Batn el-Hawa (ventre du vent)
L’immeuble appartient à une seule famille. Dans l’appartement du haut, un bébé vient de voir le jour, une petite fille. Je l’ai vue hier : petit être flottant sur une mer de draps blancs. Le voyage, pour elle, vient de commencer.
L’appartement du bas est occupé par la grand-mère, aigrie, qui observe tous les faits et gestes, sait tout de ce qui se passe dans l'immeuble, malgré sa surdité, et dans le quartier, bien qu'elle soit aveugle. Au-delà, je pense, ce ne sont que cyclopes et minotaures.
Entre les étages circulent les femmes, épouses modèles, grillons du foyer, toujours là quand il s’agit de réparer un fusible, m’apporter à manger, prendre les sous du loyer, voir si ça va, demander pourquoi ça va pas, et surtout, construire des fables dont tout l’immeuble, puis le quartier, se nourrissent.

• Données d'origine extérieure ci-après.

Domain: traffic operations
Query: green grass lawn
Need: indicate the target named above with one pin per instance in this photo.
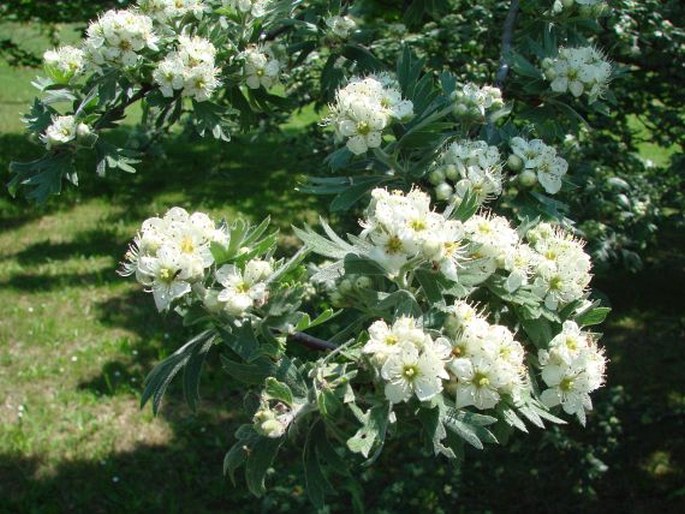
(76, 342)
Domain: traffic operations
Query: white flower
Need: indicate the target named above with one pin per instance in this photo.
(364, 108)
(578, 70)
(118, 37)
(64, 63)
(408, 372)
(256, 8)
(167, 10)
(243, 289)
(475, 102)
(190, 69)
(543, 160)
(562, 271)
(573, 367)
(62, 131)
(261, 68)
(163, 274)
(485, 360)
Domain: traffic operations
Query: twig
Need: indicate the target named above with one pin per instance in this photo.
(314, 343)
(507, 36)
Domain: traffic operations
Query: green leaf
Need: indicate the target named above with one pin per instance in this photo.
(262, 453)
(212, 118)
(42, 177)
(160, 377)
(593, 316)
(358, 265)
(430, 285)
(315, 480)
(276, 390)
(372, 432)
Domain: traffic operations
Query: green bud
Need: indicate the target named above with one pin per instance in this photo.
(527, 178)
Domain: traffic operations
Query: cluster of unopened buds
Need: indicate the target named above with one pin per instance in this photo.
(474, 102)
(468, 166)
(537, 162)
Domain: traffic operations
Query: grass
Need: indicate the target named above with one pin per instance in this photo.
(76, 342)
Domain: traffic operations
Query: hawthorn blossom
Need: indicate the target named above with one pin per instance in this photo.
(243, 289)
(118, 38)
(364, 108)
(64, 63)
(581, 70)
(542, 160)
(572, 367)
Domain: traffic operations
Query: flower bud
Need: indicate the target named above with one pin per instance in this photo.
(85, 135)
(362, 283)
(443, 191)
(452, 172)
(436, 177)
(527, 178)
(514, 162)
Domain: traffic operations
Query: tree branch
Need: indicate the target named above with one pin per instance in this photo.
(313, 343)
(507, 36)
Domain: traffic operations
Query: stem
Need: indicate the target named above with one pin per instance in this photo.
(313, 343)
(507, 36)
(119, 111)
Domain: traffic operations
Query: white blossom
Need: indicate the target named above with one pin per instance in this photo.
(580, 70)
(572, 367)
(118, 38)
(62, 131)
(364, 108)
(243, 289)
(189, 69)
(64, 63)
(261, 68)
(475, 102)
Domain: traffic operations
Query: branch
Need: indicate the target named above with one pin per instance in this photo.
(507, 36)
(313, 343)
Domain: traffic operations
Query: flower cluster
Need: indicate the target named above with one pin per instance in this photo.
(172, 256)
(189, 69)
(118, 37)
(64, 63)
(255, 8)
(63, 130)
(562, 270)
(341, 26)
(472, 101)
(578, 70)
(572, 367)
(242, 289)
(537, 163)
(261, 68)
(410, 362)
(166, 10)
(172, 253)
(273, 418)
(486, 361)
(401, 227)
(468, 166)
(364, 108)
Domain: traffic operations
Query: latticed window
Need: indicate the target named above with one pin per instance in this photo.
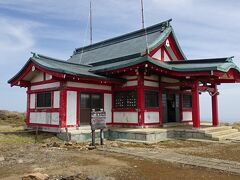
(151, 99)
(44, 99)
(125, 99)
(187, 101)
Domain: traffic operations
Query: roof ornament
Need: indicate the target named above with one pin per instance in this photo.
(35, 55)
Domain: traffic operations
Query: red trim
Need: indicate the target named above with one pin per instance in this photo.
(87, 90)
(44, 90)
(43, 82)
(45, 125)
(140, 99)
(152, 109)
(151, 80)
(63, 107)
(28, 108)
(160, 104)
(78, 109)
(187, 121)
(125, 110)
(186, 109)
(130, 124)
(169, 56)
(132, 79)
(215, 120)
(149, 124)
(174, 47)
(45, 110)
(151, 88)
(195, 105)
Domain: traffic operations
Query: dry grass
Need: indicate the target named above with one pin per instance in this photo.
(12, 118)
(236, 125)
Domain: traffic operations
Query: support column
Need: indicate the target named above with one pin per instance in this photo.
(195, 105)
(140, 99)
(63, 106)
(215, 121)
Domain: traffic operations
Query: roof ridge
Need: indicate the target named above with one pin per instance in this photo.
(38, 56)
(208, 60)
(151, 29)
(114, 60)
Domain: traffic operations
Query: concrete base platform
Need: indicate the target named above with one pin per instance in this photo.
(144, 135)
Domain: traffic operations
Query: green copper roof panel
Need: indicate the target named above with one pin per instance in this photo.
(132, 43)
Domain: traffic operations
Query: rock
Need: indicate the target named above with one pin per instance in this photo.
(99, 178)
(35, 176)
(2, 158)
(91, 147)
(20, 161)
(55, 144)
(69, 143)
(114, 145)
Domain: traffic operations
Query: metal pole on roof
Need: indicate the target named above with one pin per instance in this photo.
(90, 16)
(142, 14)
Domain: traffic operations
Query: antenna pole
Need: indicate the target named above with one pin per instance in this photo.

Et les hommes ? Ils voguent. Se laissent entraîner par le vent. N’ont prise sur pratiquement rien. Racontent leurs aventures guerrières auxquelles personne ne croit plus. Se font nourrir et chérir. Conduisent les voitures, portent les commissions, vont au boulot. Grossissent.
Et le soir, ils reviennent au « ventre du vent », fatigués, saluent la grand-mère qui ne manque pas de les engueuler, montent à l’étage pour s’apercevoir que la broderie est inachevée et que, voile noire, voile blanche, demain il faudra appareiller.